今日,既无天兵守卫,赤穹又去主持大朝会不在府中,可以说是蓝灿能逃走的唯一机会。可是就在即将离开的时候,胡说却犹豫了,搀着蓝灿,总是忍不住为他脆弱到好像轻轻捏一把就会碎掉的身子骨揪心。
“人间的日子未必会比仙界好过,你可想好了,真的要走吗?那天你刚一说嫌有天兵在外面太吵,仙尊就将所有人都撤了,就这件事来看,我觉得他还是很心疼你的,要不再考虑考虑?”
蓝灿虚弱地说:“哪有你这样做朋友的,不帮着我下决心不说,还动摇我下定的决心。”
胡说皱着眉道:“我要是真能动摇倒好,但我知道,我这点儿分量根本抵不过你心里的那个人,更不足以动摇你的决心。”
撒了把瞌睡虫将前院的仙童仙婢全部迷晕,胡说带着蓝灿出了明韶宫。为避免路上被人认出,还特意将蓝灿乔装打扮了一下,盘起头发涂脂抹粉,换上仙女裙之后看起来竟是个明眸皓齿弱柳扶风的女儿家。
蓝灿不在乎穿什么衣服化什么妆,只片刻不停地往前走,一路下来早就累得嘴唇发白目光涣散,胡说劝他歇歇也不听。知道他这是盼着离开盼了太久,如今心里只剩这一个念头,胡说也不再劝。
不知走了多久,前方总算是出现了一片郁郁葱葱的松林,林后隐隐传出雷霆之声。胡说只跟着铃铛来过一次这里,其实并不确定按着回忆能否找到准确位置,见到松林才松了口气。
“还有多久才到‘逆川’?”
蓝灿终于停下来,当时因为渴望离开,所以一听到胡说有离开的方法后,就对此坚信不疑。而此刻,望着眼前繁茂到几乎可以用“密不透风”来形容的松林,他心中却有了一丝狐疑和不安,总觉得这片林子透着说不出的怪异。
林子里没有丝毫光线,黑的伸手不见五指,仔细听,似乎寂静得连风吹树动的声音都听不到。
胡说指着松林道:“‘逆川’就在林子后面,是个很高很大的银色瀑布,你听这隆隆声,就是‘逆川’发出的声音。”
蓝灿点点头表示了然,但还是有些犹豫不决。这时,身后似乎传来赤穹的呼唤,由远及近,而这熟悉的声音叫他的身体不自觉变得僵硬,回头便对上仙尊惊怒参半的一双眼。
“小灿,回来,危险!”
赤穹只来得及说了六个字,而正是这六个字,让蓝灿下定了决心。
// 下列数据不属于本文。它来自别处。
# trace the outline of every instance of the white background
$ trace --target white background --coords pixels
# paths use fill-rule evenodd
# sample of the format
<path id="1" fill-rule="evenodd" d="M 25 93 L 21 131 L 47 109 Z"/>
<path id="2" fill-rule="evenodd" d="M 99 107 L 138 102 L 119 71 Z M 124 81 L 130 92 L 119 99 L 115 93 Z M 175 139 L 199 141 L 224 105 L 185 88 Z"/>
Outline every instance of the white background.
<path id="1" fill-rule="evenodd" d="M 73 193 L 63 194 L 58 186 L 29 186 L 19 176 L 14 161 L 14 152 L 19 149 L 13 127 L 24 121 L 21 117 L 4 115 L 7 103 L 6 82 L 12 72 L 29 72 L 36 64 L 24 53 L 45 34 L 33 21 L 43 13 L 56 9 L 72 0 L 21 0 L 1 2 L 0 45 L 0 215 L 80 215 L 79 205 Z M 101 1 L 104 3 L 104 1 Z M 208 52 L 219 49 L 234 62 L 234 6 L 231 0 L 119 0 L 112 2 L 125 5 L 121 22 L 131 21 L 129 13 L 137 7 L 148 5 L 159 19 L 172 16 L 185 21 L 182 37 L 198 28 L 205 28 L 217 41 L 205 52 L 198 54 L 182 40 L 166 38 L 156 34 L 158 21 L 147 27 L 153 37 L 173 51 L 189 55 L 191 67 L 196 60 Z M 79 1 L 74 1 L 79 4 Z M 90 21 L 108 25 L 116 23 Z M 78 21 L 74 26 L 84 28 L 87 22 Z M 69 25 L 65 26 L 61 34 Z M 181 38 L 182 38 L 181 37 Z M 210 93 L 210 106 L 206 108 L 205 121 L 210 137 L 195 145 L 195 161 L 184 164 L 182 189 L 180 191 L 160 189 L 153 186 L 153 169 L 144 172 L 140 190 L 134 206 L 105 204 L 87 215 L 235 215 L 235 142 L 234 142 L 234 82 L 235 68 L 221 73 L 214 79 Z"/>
凄楚一笑,他拼尽全力跑进松林,说:“再危险不过一死,而跟你回明韶宫,却是生不如死。”
赤穹召出捆仙绳想缚住蓝灿,终究迟了一步,只能眼睁睁地看着他消失在黑暗中,没有丝毫犹豫,随之也从云端下来跟着进了松林。
因为是狐,胡说在黑暗中亦可视物,所以不受影响,引着蓝灿一路狂奔最先出了松林,赤穹却还在林子里追得跌跌撞撞。
“总算到了,就是这里。”在一片震耳欲聋的隆隆声中,胡说喘着粗气说,却没等到蓝灿的回应。
怕走散一直拉着蓝灿的手,觉得手心握着的温度不知从何时起开始变得冰凉,才想起回头看一眼,谁知竟看到蓝灿面色惨白下颌挂满鲜血的模样。
“你,你怎么了蓝灿。”胡说吓坏了。蓝灿摇摇欲坠,想说话,可一开口便又是一股血水涌出,他用衣袖擦着,却怎么都擦不净。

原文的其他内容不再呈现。